In personal use, driving both my monitors and juggling Mail, Safari, Slack, VS Code, and a few other apps, it just sips power–even with a bunch of applications running I see 6W-8W ticking by, which is lower than the U59 did.
When I’m doing corporate work and calls/presentations on my Windows VM, it still only uses about 20W on average, although it does peak past that–here’s the iStat Menus power chart for the past month:
As to the rest, I have very little to complain about:
- The machine has never felt sluggish or less than snappy (well, at least without a VM running).
- All the ML stuff I’ve had the time to try (at least the ones supporting the Apple-backed tensor libraries) runs great.
- My (infamous) Wiki Link Visualization runs wonderfully on it (much better inside Edge than Safari, but that’s a whole other story).
- I can emulate a Wii U (and a Switch) at very nice speeds (Breath of the Wild looks amazing on widescreen).

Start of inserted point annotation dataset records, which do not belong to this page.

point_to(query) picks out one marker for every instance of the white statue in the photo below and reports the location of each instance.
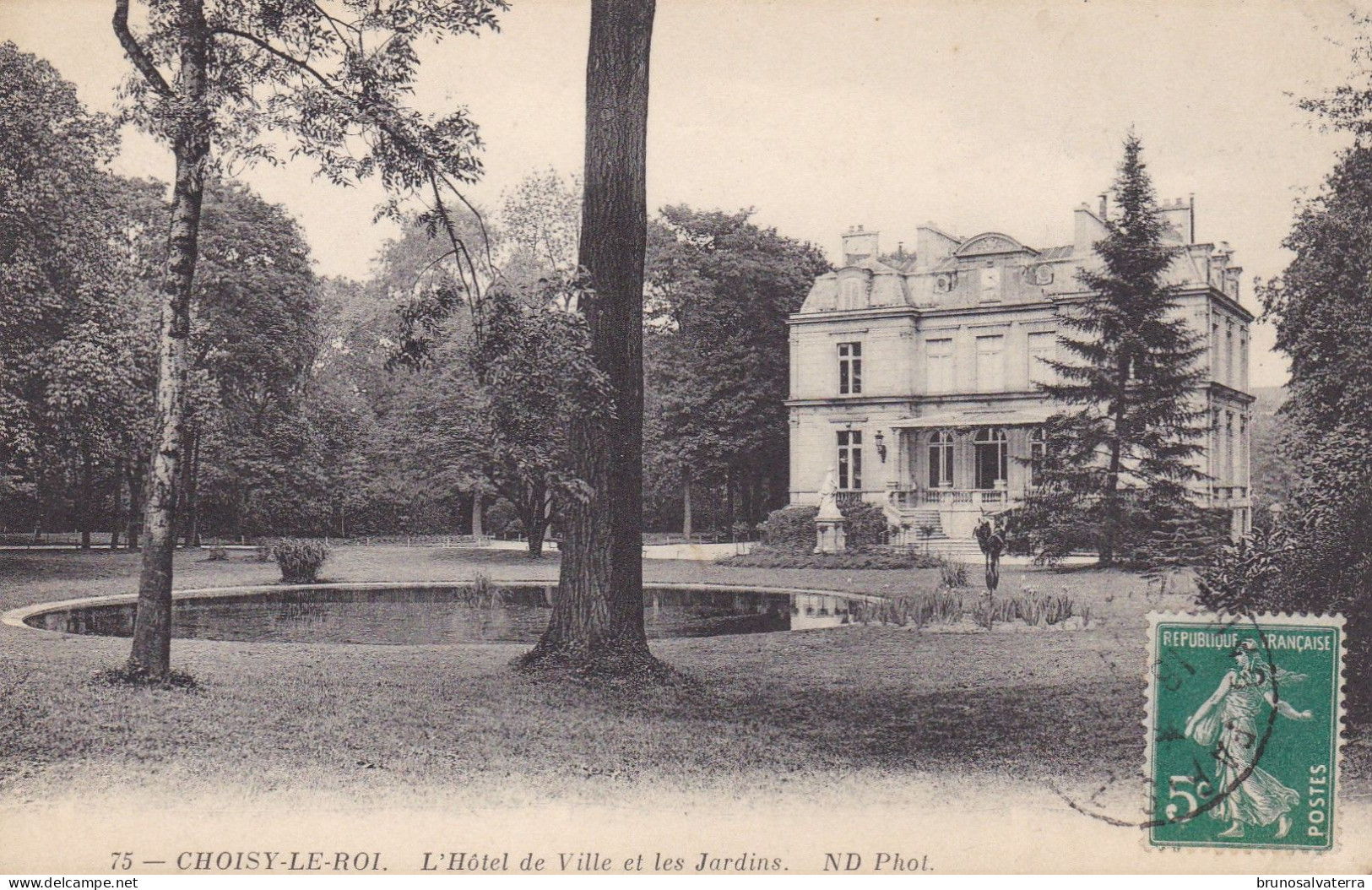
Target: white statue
(829, 497)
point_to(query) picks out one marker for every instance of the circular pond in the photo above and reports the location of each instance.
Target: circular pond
(438, 613)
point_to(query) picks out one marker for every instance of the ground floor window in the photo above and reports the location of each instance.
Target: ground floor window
(940, 459)
(992, 457)
(849, 459)
(1038, 450)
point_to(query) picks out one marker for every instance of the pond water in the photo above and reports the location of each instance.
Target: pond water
(446, 615)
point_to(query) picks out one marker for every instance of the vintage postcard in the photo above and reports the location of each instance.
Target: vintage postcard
(685, 437)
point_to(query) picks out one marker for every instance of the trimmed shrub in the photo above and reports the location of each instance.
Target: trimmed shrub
(866, 525)
(790, 529)
(502, 520)
(794, 529)
(300, 558)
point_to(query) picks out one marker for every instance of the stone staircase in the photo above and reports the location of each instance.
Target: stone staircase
(939, 542)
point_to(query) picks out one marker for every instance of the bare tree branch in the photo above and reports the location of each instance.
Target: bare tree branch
(136, 54)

- Windows games (such as I’ve tried, both inside Parallels and the new Game Porting Toolkit) run great.
- I can run all the Linux VMs I might need (if I didn’t have all my other infrastructure, of course).
Stability
It’s been rock-solid. Right now, as I draft this and am prompted to install the Ventura 13.4.1 upgrade, the machine has 34 days of uptime. I leave it on 24/7, and it hasn’t (yet) crashed or hung on me.
In comparison, I’ve had to reboot the Parallels VM at least once every couple of weeks due to various updates and at least one occasion where it was unaccountably slow.
Teething Issues
There’s something that annoys me a lot, though: TouchID with a Bluetooth keyboard has been completely hit and miss for me.
Sometimes it doesn’t work to unlock my Mac (and my watch unlocks it instead), most often it just plain doesn’t work with Safari, Secrets, the App Store or anything else–and requires a manual login.
I get that I will need to re-authenticate every now and then, but Touch ID just plain not working less than five minutes after it did once is infuriating.
Another thing: like a few other people, I’ve found that my monitors keep waking up during sleep for no good reason. I tried all the usual tricks (disabling Power Nap, disabling Wake for Network Access, etc.) but this seems to be a Ventura issue–so when I walk away from my desk I just turn the monitors off (which is arguably better anyway).
Finally, something that annoys me a fair bit is that the Microsoft Remote Desktop app renders much slower than Remmina when connecting to my Linux virtual desktops, and even to some Windows VMs I’ve hand-tuned for RDP performance.
I suspect this is because it negotiates a slower encoding by default, and since the application has effectively zero tunable performance settings and I cannot find any way to force it to use GFX/RFX
, I just worked around that by using X11.app
and freerdp
(which is what Remmina uses under the hood anyway).
Conclusion
So far, this was probably the best desktop computer I’ve ever had, and I never see it. Or hear it. Or even worry about performance (yet) and as such, I’m really curious to see how it would compare to three kinds of machines (besides project Volterra, of course):
- The new crop of Ryzen 7000 mini-PCs, which are still undergoing a sort of Cambrian explosion right now as the PC desktop market moves away from DIY GPU-toting monsters and into pre-built machines with souped-up mobile chipsets.
- Something like an Ampere Altra development workstation, which I think has a lot of potential.
- A Mac Studio with an M2 Ultra–I’m not sure I’d want to pay the premium for it, but I’d love to see what it can do.
Maybe some day. Right now, I’m going to enjoy the quiet.